General Notes and Advice on Writing Your Assignments in LG554

§   Be familiar with, and follow, the relevant Dept. Post-Graduate handbook material on writing assignments.

§   Grammar:

o   Be consistent w/number, person and tense.

o   Write in simple, active sentences.

o   Do not use plural number for yourself unless there is more than one of you writing a report.

§   Citations and references:

o   If you must use quotes from authors (I prefer you do not), keep them few (2-3 max.) and very brief (1-2 lines max).

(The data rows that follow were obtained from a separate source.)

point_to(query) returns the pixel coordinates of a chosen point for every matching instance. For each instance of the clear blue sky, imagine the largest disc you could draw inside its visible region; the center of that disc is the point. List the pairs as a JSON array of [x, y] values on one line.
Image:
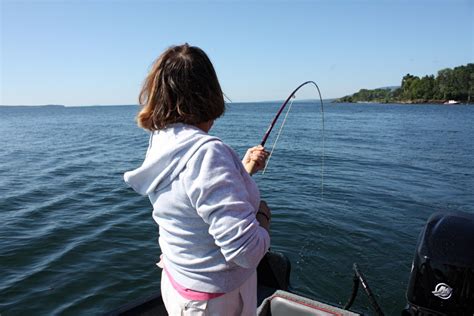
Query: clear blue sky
[[98, 52]]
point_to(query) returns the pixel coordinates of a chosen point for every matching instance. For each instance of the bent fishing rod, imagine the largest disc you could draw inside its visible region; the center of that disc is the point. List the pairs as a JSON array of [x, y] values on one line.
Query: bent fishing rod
[[250, 167]]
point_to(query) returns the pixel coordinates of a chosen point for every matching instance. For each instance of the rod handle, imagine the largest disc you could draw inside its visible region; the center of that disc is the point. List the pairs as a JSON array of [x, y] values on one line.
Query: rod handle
[[250, 167]]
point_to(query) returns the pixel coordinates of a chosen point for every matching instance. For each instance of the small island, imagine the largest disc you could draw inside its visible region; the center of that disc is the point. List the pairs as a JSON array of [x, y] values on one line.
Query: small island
[[450, 86]]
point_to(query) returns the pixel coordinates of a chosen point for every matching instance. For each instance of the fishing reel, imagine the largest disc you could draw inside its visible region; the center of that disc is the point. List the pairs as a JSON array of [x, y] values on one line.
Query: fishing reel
[[442, 276]]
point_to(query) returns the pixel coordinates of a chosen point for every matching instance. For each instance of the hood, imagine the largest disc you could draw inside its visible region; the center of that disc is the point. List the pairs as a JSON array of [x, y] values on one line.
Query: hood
[[168, 153]]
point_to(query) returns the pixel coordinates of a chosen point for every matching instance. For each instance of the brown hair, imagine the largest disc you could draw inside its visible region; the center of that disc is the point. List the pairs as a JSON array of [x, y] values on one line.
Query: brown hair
[[182, 87]]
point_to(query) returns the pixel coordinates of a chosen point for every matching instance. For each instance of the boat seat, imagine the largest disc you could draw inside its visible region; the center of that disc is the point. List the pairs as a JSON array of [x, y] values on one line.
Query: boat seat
[[283, 303]]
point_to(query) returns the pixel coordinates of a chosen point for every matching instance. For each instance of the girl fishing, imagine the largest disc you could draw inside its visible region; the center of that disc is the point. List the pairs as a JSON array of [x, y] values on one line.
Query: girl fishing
[[213, 226]]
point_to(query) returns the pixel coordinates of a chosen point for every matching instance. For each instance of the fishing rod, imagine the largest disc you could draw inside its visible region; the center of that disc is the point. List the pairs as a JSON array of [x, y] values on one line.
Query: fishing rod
[[250, 167]]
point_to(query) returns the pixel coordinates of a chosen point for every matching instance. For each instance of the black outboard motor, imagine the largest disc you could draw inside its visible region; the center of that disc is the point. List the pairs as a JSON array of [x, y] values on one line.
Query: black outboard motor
[[442, 276]]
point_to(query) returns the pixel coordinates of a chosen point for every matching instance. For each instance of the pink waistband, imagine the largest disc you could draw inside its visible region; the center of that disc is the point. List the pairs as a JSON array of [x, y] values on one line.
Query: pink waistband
[[190, 294]]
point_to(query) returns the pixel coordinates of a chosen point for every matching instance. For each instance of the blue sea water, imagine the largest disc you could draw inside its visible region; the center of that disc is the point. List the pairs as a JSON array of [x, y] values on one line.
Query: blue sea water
[[74, 239]]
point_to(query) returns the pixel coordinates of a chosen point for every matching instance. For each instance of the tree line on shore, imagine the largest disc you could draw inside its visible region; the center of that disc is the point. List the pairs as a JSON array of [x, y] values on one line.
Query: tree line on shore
[[449, 84]]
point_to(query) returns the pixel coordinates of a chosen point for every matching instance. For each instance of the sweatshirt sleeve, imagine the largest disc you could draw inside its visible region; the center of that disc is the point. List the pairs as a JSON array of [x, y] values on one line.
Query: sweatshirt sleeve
[[218, 192]]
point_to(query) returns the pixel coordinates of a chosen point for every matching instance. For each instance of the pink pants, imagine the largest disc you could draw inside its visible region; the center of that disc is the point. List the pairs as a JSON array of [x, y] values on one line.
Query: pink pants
[[241, 301]]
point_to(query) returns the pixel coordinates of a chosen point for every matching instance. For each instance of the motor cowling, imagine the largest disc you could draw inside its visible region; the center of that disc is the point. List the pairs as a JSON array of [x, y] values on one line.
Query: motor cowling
[[442, 276]]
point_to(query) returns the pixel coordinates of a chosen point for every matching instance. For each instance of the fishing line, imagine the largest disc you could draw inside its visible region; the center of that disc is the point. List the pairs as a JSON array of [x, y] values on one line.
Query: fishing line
[[272, 124], [278, 135]]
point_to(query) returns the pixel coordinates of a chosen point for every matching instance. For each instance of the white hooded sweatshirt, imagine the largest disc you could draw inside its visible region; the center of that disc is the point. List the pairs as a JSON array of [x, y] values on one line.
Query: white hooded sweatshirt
[[205, 204]]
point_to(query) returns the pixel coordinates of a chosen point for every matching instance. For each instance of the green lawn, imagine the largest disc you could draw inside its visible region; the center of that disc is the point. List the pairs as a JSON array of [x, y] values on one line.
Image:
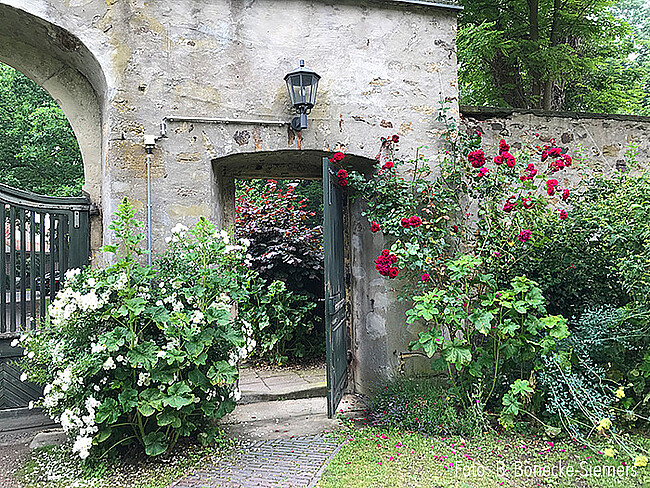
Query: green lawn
[[378, 459]]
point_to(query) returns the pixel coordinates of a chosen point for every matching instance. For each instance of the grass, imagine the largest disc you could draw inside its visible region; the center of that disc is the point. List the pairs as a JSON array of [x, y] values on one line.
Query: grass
[[57, 467], [375, 458]]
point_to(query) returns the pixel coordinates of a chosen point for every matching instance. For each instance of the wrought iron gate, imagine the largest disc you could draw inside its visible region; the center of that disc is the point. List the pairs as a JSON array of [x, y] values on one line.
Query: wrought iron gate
[[335, 303], [43, 238]]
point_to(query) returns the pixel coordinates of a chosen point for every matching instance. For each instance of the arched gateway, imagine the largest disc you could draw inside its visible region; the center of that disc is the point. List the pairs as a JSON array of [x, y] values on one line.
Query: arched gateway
[[211, 76]]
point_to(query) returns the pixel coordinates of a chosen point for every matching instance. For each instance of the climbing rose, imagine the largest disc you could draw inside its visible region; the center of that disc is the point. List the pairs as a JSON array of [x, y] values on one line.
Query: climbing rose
[[476, 158], [337, 157]]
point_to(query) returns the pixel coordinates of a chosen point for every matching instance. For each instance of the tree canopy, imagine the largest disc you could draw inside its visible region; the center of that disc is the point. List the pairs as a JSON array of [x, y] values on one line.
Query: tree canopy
[[578, 55], [38, 149]]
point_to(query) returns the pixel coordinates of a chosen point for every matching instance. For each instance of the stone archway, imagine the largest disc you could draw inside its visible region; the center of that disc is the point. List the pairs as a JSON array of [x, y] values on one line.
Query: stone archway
[[366, 355], [64, 67]]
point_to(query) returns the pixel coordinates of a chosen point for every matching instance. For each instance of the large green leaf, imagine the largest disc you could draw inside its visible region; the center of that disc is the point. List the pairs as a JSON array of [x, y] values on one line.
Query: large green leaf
[[482, 320], [155, 443]]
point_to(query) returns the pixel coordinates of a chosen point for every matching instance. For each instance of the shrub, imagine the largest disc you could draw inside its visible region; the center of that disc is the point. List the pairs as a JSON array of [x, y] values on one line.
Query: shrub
[[285, 246], [454, 234], [422, 405], [135, 355], [280, 321]]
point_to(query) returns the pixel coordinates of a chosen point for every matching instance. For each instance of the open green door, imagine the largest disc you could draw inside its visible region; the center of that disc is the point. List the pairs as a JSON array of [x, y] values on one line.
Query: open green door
[[335, 309]]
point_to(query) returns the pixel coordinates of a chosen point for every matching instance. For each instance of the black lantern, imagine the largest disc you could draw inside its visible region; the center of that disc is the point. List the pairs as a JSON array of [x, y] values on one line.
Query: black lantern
[[302, 84]]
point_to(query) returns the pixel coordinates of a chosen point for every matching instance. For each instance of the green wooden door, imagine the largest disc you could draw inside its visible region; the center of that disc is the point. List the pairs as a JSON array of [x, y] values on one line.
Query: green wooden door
[[43, 238], [335, 304]]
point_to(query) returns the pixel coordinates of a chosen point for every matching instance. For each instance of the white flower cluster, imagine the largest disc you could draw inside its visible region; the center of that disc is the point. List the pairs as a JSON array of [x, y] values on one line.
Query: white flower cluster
[[54, 393], [69, 301], [83, 425]]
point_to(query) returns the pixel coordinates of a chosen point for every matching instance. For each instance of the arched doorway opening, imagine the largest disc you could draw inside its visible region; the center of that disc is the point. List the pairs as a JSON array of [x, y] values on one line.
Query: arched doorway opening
[[44, 236], [296, 166]]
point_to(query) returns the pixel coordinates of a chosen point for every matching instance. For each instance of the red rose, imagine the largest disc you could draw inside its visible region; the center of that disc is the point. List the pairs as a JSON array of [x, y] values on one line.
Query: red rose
[[415, 221], [476, 158]]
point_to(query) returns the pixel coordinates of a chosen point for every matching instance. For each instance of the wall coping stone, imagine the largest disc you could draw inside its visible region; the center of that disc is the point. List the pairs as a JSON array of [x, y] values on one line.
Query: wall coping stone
[[482, 113]]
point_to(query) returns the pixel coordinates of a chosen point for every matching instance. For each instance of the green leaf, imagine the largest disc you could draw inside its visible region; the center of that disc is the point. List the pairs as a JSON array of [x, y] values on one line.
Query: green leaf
[[457, 353], [108, 412], [482, 320], [116, 338], [178, 396], [128, 399], [167, 417], [155, 443], [222, 373], [145, 354]]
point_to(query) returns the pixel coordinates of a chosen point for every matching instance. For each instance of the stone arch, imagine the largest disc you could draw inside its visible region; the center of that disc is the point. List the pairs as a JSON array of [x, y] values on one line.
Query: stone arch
[[279, 164], [63, 66], [368, 338]]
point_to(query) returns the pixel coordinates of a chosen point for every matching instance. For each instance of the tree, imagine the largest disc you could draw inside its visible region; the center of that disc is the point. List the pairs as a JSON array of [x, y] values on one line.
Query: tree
[[550, 54], [38, 149]]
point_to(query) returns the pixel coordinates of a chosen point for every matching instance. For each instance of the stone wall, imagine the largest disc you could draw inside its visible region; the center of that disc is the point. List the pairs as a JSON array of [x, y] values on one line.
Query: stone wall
[[213, 72], [599, 140]]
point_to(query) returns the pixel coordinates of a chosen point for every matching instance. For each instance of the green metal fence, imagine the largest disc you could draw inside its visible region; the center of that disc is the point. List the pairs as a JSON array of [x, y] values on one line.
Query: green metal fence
[[43, 238]]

o   Unlike a good paraphrase (which is what I do prefer), a quotation gives little evidence of your understanding – which is what assignments are designed to demonstrate.

§   Footnotes:

o   If you must use footnotes (I prefer you do not), keep them few (3-5 max.; I once had a student put 57 in a 1500-word assignment, and she thought it was a good thing!);

o   And put in them only NON-central references and details – all essential info should be in the text, and everything in the text should be essential info.

§   Dictionary definitions: Do not cite general dictionary definitions of concepts in your essays. Even linguistics dictionaries are often not authoritative sources – after all, it is us who write them… You should demonstrate a critical appreciation of how concepts are used in the literature – not a willingness to defer to the authority of dictionaries.

§   Web sources are NOT to be preferred over established reference books. Some are excellent; some are flawed, even though they appear to be decent sources; some are simply crap. You can find examples of all three kinds on such well-known sources as Wikipedia – best to avoid them entirely as unreliable sources.

o   If you do use appropriate web sources for information, please see my guidelines for web citations.

o   The Dept PG Handbook has guidelines for this too, please see them.